Chef Patrick Roney Operator Corner

[Steve Coomes] Easy question: What unique aspects of CVap help your style of precision cooking?

[Patrick Roney] “It’s just so precise, which is something other ovens I’ve used can’t do. They can get close, but not perfectly and not consistently. Things we put in CVap are cooked so precisely that we don’t even have to stick thermometers in the food to make sure the food is done. It’s that reliable.”

“The food that goes in hardly loses any moisture or weight, which means really high yield, which is great for food cost.”

“Being able to control the environment in the CVap and to maximize that moisture barrier that surrounds the food—things like eggs and scallops and steaks and fish, which all hold a lot of moisture—that’s a great asset to me.”

“It’s pretty fun when you figure out how to put different things inside it and see how it holds them all just perfectly. You can’t do that with a warming cabinet or an ordinary oven because you can’t control the moisture.”

precision cooking is what it's all about

[Steve Coomes] In the past few years you’ve used CVaps at several different restaurants. Has it changed the way you plan out a menu? Knowing what you can cook and hold with it surely influences that, right?

[Patrick Roney] “Most definitely. You have more comfort writing a menu toward the sweet spot of how the CVap works and what you can get from it. If you have a couple of CVaps in one place, you can develop a couple of menus that lean on those sweet spots and how you control the cooking environment in each. You can build your menu around a CVap to a great extent.”

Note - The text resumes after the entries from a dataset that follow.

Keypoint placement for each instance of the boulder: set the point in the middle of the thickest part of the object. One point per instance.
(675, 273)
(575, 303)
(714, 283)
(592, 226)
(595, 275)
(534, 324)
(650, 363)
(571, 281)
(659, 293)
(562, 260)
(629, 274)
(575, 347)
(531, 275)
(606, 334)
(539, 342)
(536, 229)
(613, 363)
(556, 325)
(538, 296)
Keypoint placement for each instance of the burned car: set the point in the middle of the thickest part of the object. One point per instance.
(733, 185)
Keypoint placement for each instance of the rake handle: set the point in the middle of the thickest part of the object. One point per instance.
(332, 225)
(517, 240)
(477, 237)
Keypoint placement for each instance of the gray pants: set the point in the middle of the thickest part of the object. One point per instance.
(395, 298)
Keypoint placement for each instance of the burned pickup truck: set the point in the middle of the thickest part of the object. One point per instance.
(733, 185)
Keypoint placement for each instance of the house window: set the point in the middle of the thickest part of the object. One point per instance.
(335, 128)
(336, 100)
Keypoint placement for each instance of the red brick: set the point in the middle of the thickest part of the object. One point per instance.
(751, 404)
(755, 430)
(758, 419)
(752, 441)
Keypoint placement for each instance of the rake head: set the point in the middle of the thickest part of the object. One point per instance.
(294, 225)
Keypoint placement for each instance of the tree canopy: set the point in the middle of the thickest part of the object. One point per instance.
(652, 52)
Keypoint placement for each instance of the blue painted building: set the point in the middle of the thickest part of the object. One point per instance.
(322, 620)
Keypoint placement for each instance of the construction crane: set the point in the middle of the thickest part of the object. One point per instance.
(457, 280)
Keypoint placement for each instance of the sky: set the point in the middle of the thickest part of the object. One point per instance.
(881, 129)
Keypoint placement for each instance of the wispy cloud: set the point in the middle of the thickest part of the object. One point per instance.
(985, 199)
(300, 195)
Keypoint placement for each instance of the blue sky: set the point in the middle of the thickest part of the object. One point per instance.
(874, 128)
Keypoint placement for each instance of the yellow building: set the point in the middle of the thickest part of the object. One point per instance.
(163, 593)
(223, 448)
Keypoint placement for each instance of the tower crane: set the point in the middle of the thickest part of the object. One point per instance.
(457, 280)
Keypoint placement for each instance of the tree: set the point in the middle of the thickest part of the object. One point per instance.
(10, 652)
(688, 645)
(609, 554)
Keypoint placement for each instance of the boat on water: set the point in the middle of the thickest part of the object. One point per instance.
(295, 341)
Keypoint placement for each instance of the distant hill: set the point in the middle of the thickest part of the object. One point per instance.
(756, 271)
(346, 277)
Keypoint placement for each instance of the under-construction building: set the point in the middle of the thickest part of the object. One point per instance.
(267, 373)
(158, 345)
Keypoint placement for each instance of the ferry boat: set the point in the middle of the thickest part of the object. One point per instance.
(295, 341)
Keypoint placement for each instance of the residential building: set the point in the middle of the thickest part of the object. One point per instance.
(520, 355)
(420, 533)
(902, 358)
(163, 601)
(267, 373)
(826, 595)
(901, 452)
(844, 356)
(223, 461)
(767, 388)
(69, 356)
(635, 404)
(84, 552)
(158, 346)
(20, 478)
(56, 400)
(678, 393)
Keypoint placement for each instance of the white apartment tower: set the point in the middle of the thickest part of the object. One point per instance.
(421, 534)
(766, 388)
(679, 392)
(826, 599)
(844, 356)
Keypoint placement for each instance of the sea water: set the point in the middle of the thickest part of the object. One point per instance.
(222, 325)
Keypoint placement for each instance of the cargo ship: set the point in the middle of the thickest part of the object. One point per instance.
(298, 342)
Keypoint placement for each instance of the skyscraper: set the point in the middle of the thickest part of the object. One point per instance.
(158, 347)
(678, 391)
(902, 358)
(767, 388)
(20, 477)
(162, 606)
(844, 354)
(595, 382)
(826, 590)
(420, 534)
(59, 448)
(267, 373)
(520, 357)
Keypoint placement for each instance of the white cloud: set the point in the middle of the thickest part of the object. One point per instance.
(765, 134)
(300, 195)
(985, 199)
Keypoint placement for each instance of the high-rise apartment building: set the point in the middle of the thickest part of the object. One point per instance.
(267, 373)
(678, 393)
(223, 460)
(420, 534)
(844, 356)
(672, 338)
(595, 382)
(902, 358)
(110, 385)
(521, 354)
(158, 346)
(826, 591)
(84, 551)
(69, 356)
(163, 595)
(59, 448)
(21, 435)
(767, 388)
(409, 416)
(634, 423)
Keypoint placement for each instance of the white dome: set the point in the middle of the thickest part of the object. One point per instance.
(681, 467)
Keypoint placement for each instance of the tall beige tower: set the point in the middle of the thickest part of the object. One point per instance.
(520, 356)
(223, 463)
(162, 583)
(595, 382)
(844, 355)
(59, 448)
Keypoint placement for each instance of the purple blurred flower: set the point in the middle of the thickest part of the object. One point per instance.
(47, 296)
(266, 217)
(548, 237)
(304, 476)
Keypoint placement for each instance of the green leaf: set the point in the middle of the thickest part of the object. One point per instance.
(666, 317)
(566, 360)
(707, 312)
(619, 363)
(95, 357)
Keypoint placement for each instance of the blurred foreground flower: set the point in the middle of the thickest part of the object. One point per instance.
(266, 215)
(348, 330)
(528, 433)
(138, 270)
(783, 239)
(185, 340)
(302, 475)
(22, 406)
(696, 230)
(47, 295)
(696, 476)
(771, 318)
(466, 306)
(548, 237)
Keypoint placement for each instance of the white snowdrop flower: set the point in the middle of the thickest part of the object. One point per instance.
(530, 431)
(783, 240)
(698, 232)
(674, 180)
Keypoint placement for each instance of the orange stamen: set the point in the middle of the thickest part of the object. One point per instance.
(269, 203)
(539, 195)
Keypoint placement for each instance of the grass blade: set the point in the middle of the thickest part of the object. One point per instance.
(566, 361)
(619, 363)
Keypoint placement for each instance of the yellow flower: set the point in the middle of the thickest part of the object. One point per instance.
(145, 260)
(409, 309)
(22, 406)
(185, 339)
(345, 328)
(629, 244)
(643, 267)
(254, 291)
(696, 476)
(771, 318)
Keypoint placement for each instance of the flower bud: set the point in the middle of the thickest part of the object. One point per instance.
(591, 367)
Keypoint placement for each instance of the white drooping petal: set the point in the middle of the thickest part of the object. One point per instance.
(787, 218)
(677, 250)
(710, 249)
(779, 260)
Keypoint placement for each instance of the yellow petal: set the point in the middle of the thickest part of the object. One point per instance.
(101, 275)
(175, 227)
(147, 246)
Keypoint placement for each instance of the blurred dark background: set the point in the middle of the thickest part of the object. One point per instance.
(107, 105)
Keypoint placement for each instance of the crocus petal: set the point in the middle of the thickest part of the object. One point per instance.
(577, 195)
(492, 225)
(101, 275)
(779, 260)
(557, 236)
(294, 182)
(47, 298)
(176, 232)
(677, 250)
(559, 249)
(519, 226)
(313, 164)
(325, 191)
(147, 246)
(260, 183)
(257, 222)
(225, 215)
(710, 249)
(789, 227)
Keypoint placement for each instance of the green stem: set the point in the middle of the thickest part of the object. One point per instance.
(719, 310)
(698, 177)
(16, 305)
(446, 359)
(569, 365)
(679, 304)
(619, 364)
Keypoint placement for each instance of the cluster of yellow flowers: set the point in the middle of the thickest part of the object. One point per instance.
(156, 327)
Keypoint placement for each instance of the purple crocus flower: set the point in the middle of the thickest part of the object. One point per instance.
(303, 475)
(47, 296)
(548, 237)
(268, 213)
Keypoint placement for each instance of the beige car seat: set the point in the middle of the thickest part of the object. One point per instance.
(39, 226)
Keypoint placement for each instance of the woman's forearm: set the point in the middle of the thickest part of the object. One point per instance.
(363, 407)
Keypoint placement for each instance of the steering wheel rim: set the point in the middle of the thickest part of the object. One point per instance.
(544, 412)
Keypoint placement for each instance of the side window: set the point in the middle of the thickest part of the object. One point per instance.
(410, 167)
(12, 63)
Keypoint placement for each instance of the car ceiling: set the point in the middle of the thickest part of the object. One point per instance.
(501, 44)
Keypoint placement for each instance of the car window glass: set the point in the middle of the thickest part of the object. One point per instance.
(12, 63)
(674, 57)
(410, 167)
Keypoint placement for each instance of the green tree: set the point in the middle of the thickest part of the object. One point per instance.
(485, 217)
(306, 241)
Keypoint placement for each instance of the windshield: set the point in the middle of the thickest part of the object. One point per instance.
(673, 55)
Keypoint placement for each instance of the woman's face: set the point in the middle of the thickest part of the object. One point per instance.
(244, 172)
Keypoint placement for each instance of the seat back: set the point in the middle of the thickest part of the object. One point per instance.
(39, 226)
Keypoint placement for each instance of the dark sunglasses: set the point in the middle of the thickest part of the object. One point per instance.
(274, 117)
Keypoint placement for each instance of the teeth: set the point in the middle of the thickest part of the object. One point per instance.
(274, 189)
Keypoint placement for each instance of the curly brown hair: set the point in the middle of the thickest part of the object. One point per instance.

[Steve Coomes] Earlier you mentioned holding scallops in CVap. What about finfish? Does that work as well?

[Patrick Roney] “It’s absolutely great for finfish. Knowing your desired temperature when that fish is perfect is the key to setting CVap correctly. But you have to know exactly what temp you want to hold each specific fish because one doesn’t work for all. A monkfish will be perfect at a temperature that a flounder isn’t, so it’s essential figure that out. But once you have that knowledge, it’s easy.”

Patrick Roney’s Five Faves

[Steve Coomes] Here’s a lighting round question: Give me your five favorite CVap settings and the foods you hold or cook them in.

[Patrick Roney] “OK, here goes:”

  • Fried rabbit legs, 130°F plus 4 browning (new CVap 130°F Vapor Temp/170°F Air Temp).
  • Holding New York strips, 125°F plus 0 browning (new CVap 125°F Vapor Temp/125°F Air Temp).
  • Braising anything—shanks oxtail, short ribs—180°F plus 2 browning (new CVap 180°F Vapor Temp/190°F Air Temp).
  • Large proteins, 125°F plus 2 browning (new CVap 125°F Vapor Temp/135°F Air Temp).
  • Fish, I have a couple: If holding scallops or flounder, 133°F plus 0 browning (new CVap 133°F Vapor Temp/133°F Air Temp).
    Salmon is kind of variable, in that you don’t want it dried out, but most people prefer it cooked all way through. So, 140°F plus 1 browning (new CVap 140°F Vapor Temp/145°F Air Temp).